He's growing with each fight but it may not be a slow learning curve for much longer. Johny Hendricks (5-0), a two-time NCAA Div. 1 wrestling champ, has a decision to make. His coaches at Xtreme Couture would like to see him drop down from 170 to 155 pounds. If he chooses to stay at welterweight then he'll have to go to UFC. The choice to fight at welterweight in the WEC no longer exists with the promotion eliminating the weight class. Hendricks wrestled at Oklahoma State at 157 and 164, and has some extra mass that he can lose. It's just a matter of readiness. Is Hendricks far enough along to compete with the higher level of competition in the UFC's welterweight class?

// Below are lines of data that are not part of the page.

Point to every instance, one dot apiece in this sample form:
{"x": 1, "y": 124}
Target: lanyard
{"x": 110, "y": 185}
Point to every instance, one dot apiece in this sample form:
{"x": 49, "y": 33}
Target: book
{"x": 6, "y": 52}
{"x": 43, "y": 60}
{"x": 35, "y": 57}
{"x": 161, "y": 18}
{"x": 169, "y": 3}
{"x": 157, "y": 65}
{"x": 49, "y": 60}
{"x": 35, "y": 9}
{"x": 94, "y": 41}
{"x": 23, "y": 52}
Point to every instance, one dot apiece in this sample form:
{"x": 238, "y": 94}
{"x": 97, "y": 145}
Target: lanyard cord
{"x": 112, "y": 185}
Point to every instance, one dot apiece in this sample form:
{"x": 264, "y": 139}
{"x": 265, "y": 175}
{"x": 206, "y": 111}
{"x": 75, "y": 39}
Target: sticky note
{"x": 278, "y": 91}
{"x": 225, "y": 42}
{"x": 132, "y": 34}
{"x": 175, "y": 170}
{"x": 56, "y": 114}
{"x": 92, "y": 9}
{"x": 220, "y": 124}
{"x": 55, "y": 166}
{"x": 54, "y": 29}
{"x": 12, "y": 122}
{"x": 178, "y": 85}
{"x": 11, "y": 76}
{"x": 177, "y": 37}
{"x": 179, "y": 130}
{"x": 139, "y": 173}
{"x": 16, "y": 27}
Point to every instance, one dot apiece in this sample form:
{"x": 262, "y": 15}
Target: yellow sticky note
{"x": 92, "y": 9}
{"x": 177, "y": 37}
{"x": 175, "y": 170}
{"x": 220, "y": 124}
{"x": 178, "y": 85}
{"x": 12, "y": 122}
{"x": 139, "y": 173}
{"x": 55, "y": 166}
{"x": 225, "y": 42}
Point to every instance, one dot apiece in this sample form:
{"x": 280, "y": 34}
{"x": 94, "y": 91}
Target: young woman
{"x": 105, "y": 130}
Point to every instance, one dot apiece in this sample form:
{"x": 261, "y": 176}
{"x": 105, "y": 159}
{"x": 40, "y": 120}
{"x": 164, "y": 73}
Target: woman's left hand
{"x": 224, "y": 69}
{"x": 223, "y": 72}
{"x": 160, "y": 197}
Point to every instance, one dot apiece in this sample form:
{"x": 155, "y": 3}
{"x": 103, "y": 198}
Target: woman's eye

He may also have some extra time to decide after injuring his left hand. Hendricks can be seen wincing an awful lot during this WEC.tv postfight interview:
"I hit him upside the head as hard as I could, I think I broke my hand. I'm not a 100-percent sure," said Hendricks, who knocked down Alex Serdyukov in the middle of the second round. "I couldn't do nothing, I had to use my jab and my hook. What I learned in this fight, not to hit him behind the temple. You break hands. Hit him in the face or stomach, somewhere softer."
Hendricks said he had to hold on in the third round to get the unanimous decision (29-28 on all cards) victory. He did pick up some extra scratch by nabbing Fight of the Night honors and a $7,500 bonus.
Hendricks' teammate Jake Rosholt ran into a buzzsaw in his first UFC fight against Dan Miller at Ultimate Fight Night 17 fighting at middleweight. Rosholt, a three-time NCAA champ, is part of Team Takedown, along with Hendricks and fellow OSU alum Shane Roller. Hendricks could stay in the WEC if he chooses to fight at 155 pounds.
Another welterweight Mike Pierce, who also fought on the non-televised portion of WEC 39, told WEC.tv that he treated this as if it were a tryout for the UFC. He stopped Justin Haskins in the second round. Pierce took the fight on short notice when Douglas Lima was injured.